Adam apoyó una mano en su hombro y lo oprimió para reconfortarlo.

—Voy a darte algo para el dolor y luego quiero que te hagan una radiografía. Lo más seguro es que haga que te quiten la escayola por si te está presionando demasiado el brazo. Podrías tenerlo en una especie de cabestrillo que se utiliza para estos casos, pero tendrías que estar muy quieto durante uno o dos días. Ya veremos. Primero vamos a probar con el analgésico y con la radiografía.

Tomó la ficha que se hallaba a los pies de la cama e hizo unas anotaciones. Luego se la entregó a Anna.

—¿Puedes darle esto, por favor? Y ocúpate de que le hagan la radiografía. Supongo que tendré que firmar algo para autorizarlo.

Su sonrisa era contagiosa.

—Oh, sí —respondió Anna, y sonrió—. Por supuesto. En este sitio tienes que firmar hasta para tomar una taza de té.

—Apúntame para una más tarde. Ahora voy a ocuparme de Tim. Supongo que ya está preparado para entrar en quirófano, ¿no?

—Eso ha dicho Angela. ¿Qué le vas a hacer?

—Una reducción y una fijación interna. Es la única manera de obtener un resultado satisfactorio en esa clase de fracturas. Pero no creo que vaya a haber ningún problema.

Adam se encontró pensando en Anna mientras operaba. Si el brillo de sus ojos era un indicio, había parecido encantada de verlo. Era difícil simular entusiasmo hasta ese punto, se dijo mientras fijaba una placa al hueso.

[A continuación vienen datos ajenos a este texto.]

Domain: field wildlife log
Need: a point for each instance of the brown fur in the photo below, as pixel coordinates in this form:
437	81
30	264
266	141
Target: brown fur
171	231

El resto del equipo quirúrgico estaba cotilleando sobre alguien a quien no conocía y lo ignoró mientras seguía trabajando. Pensó en los niños y en Helle, y en lo difícil que iba a ser encontrar una sustituta.

Y la dificultad no residía tan solo en encontrarla, sino en conservarla. Las au pairs no parecían durar mucho, y la marcha de cada una suponía un trauma y una pérdida en la vida de los niños.

Era insatisfactorio para ellos desde un punto de vista emocional, pero suponía que al menos conservaban firme el apego que habían desarrollado por él. Y eso estaba bien, porque no tenía intención de ir a ningún sitio.

Se irguió, hizo girar el brazo para comprobar su posición, comprobó la temperatura y el color de los dedos y cerró la incisión, satisfecho con la operación.

Eso era todo lo que podía hacer. Se quitó la mascarilla, sonrió al equipo y le dio las gracias. Antes de salir, tiró a la papelera los guantes, el gorro y la bata.

«Té con Anna», pensó y se encaminó hacia la sala.